Previously standard hashing functions that are nowadays considered very high risk or completely broken include:
- MD5: known to be susceptible to collision attacks since the mid-‘90s, and considered completely broken.
- SHA-1: considered insecure against well-resourced adversaries since 2005 and formally deprecated for use by NIST in 2011.
- RIPEMD & RIPEMD-128: deemed insecure, with a reported collision occurring in 2004.
- Whirlpool: a rebound attack presented collisions in 2009.
Current hash functions deemed robust and accepted as standard include:
- RIPEMD-160/256/320: multiple variants with differing levels of security, although all considered robust.
- BLAKE2/3: purportedly faster than SHA-1/2/3 and immune to length extension.
- SHA-2: all variants publicly resistant to collision attacks, and most variants resistant to length extension attacks.
- SHA-3: the most recent iteration of the SHA series; publicly resistant to collision and length extension attacks.
When the hash function is used to hash passwords, consider the use of more suitable algorithms, such as:
- Bcrypt: the default password hash algorithm used in many systems.

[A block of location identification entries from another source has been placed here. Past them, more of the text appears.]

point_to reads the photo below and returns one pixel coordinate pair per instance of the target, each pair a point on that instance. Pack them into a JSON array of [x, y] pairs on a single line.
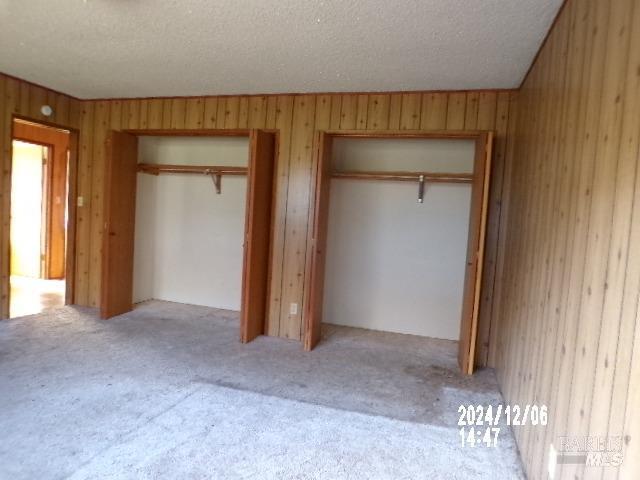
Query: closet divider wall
[[120, 200]]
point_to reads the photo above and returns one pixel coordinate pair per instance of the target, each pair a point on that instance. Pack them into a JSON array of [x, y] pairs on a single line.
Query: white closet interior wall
[[188, 241], [394, 264]]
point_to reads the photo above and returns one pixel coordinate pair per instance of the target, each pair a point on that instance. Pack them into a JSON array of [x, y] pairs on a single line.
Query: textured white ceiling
[[141, 48]]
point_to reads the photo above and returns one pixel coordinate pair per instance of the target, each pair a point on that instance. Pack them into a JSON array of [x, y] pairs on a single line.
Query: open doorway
[[39, 227]]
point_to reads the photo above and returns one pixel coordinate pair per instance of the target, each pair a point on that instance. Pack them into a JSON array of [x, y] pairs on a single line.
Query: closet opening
[[200, 231], [42, 218], [398, 234]]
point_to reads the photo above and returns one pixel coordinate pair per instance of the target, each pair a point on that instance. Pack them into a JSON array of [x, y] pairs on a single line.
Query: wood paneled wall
[[296, 117], [569, 331], [24, 99]]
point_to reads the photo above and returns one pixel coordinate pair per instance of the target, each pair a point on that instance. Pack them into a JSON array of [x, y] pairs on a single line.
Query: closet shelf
[[406, 176], [156, 169]]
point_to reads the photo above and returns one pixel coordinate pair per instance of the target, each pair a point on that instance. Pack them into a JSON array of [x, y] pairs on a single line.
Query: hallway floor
[[168, 391], [35, 295]]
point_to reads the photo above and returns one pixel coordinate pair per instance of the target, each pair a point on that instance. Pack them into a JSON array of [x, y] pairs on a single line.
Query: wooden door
[[56, 204], [119, 215], [475, 253], [257, 243], [313, 302]]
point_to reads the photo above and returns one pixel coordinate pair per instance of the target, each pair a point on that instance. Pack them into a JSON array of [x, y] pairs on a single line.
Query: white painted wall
[[188, 239], [394, 264]]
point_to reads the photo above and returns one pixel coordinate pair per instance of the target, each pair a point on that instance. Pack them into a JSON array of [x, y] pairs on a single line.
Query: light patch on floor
[[35, 295], [168, 391]]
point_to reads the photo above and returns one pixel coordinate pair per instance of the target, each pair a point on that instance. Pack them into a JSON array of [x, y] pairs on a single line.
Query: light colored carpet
[[167, 391]]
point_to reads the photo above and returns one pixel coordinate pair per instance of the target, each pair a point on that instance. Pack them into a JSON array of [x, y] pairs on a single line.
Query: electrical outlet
[[553, 461]]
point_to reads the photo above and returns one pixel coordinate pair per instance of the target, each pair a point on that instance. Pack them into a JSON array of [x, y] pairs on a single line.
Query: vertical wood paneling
[[434, 111], [298, 202], [284, 121], [83, 217], [378, 115], [456, 111], [295, 118], [567, 280], [410, 109]]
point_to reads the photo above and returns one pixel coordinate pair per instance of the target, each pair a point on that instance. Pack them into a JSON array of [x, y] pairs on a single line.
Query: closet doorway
[[426, 282], [42, 219], [219, 176]]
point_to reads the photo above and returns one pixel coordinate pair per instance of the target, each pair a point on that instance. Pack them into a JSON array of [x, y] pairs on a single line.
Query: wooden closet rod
[[156, 169], [407, 176]]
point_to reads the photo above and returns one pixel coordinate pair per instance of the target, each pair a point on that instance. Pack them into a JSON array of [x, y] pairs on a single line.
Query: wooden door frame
[[249, 134], [482, 163], [72, 174]]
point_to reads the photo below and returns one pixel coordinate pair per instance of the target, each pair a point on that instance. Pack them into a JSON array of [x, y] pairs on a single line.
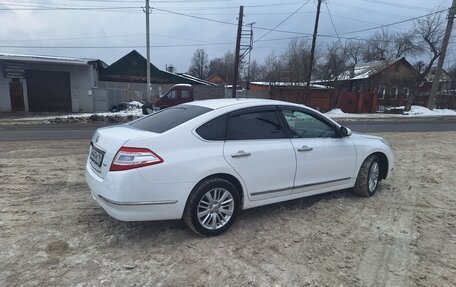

- Argon2: the winner of the 2015 Password Hashing Competition; the computational intensiveness of the process can be fine-tuned.
- PBKDF2: a key derivarion algorithm recommended by NIST.
In any case, make sure to use an appropriate work factor, i.e., a high enough iteration count.
Verify that known weak hashing algorithms (i.e. MD5, SHA1, etc.) are not used unless required for backwards compatibility.